Standing in their greenhouse, munching on garlic shoots and lemon balm leaves that were growing around us, David Beyers shared the story of Beyers & Jacks Organics with us – from their aim of always more sustainability, to their love/hate relationship with challenges. The brothers, David and Meiring, along with Joel Porter, their assistant farmer, run the certified organic farm near Campbellville and supply Goodness Me! Natural Food Markets with fresh vegetables during the growing season. A few of us from the Halton Food Council Communications Workgroup recently trekked out to the farm to meet with David. During our visit, we learned that these guys aren’t afraid to break things, rebuild them, and learn by trial-and-error. They want to keep things as inexpensive and simple as possible, so they create and build a lot of their tools and systems. 

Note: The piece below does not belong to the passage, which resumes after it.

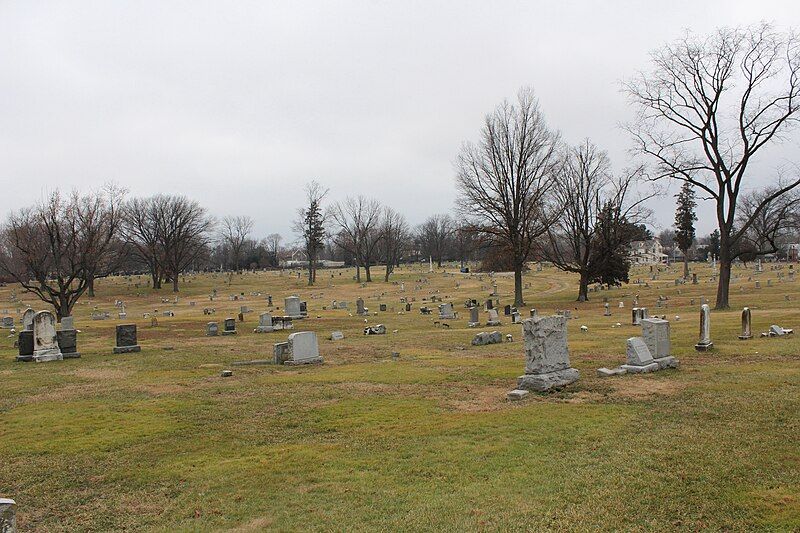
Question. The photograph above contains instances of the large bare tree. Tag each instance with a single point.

We were amazed at the thoughtful design of the water warming system in their greenhouse! As you can see in the photo, there are tables covered with reflective material where the numerous seedling trays sit on top of thin hoses circulating water from a barrel in the greenhouse. During the day, the heat of the sun warms the dark plastic trays, and the reflective material on the tables help direct more heat toward the hoses, thus warming the water. Overnight, the seedlings are protected by the warm water flowing through the hoses underneath the trays. A clever design with inexpensive and recycled materials!

 

 

 

 

 

 

David and his brother are driven by challenges, particularly if something looks impossible. David told us, "If it's impossible, go for it!" He admits that challenges can be a pain in the butt, but from what we saw, challenges lead to their most creative and exciting outcomes. "We talk a lot, we love our food, and we work hard," explains David. That love of food is one of the connecting points between the farm and Goodness Me! Natural Food Markets. Their first delivery was made in David's car to the Hamilton store - just a few containers of produce grown in their backyard. Four years later, they deliver twice weekly during the growing season to all nine Goodness Me! stores (and not in David's car, thankfully). The brothers went "full tilt" from the backyard garden to the Beyers & Jacks Organics farm where they grow 15 to 30 different vegetable varieties in a season.

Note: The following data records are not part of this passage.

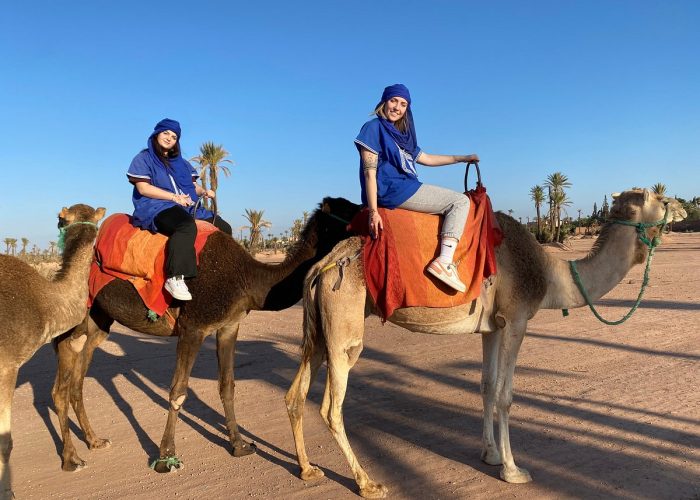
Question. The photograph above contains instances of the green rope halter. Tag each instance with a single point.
(170, 462)
(61, 243)
(651, 244)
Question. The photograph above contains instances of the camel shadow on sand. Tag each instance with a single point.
(379, 403)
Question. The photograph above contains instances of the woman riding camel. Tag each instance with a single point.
(388, 154)
(165, 201)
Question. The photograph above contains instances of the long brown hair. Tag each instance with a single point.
(401, 124)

Growing field with weather station

Biodiversity is their calling card. They don’t have actual business cards, because there are better ways to spend money, says David, and it “doesn’t help to advertise if you can’t produce the goods!” (Personally, I’d take the word of a good tomato over a piece of paper any day.) From the starting point of organic methods, they constantly pursue increased sustainability using principles of agroecology. David explained that biodiversity is immensely important to the success of their organic produce, but that it’s a can of worms trying to figure it out! The challenge is in anticipating and countering problems like disease and pests, because they cannot simply correct a problem with chemical sprays after the fact. On their farm, more diversity means chaos, and the more chaos the better (it sounds and looks more like carefully planned chaos). Mixing different crops together attracts beneficial insects and confuses potential pests. Cover crops and rotation methods help maintain healthy soil, regenerating it from the top down instead of mining it for nutrients year after year. During our farm visit, we learned that organic soil is in balance, and the farm, or your home garden, should mimic the forest, where there are layers of leaves and other matter that provide nutrients.

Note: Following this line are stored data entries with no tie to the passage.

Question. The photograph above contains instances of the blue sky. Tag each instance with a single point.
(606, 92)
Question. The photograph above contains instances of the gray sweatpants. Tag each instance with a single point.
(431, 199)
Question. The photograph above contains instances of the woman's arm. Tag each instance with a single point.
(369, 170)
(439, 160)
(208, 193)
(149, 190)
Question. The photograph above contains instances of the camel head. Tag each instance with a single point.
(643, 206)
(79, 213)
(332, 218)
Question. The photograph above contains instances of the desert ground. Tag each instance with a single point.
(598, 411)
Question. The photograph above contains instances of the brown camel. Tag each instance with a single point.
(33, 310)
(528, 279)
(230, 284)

David equates building soil with building people, and he says they are always building, always taking care of the earth, and taking care of people. He poses the question, “Where are you going to make a difference?” and challenges all of us at home to start our own vegetable gardens (in the ground or in containers). His advice is to just tear up your lawn! (But don’t actually tear it up, he says, use the lasagna method and layer mulch on top until your soil is ready.)

While you wait for your lawns to transform into rich, delicious soil for your plants, get your fill of Beyers & Jacks farm fresh veggies from late June to mid-November at your nearest Goodness Me! and/or by purchasing a share of the Beyers & Jacks CSA. Keep an eye out for their roadside farm stand, conveniently located at the farm on Guelph Line, to open this season!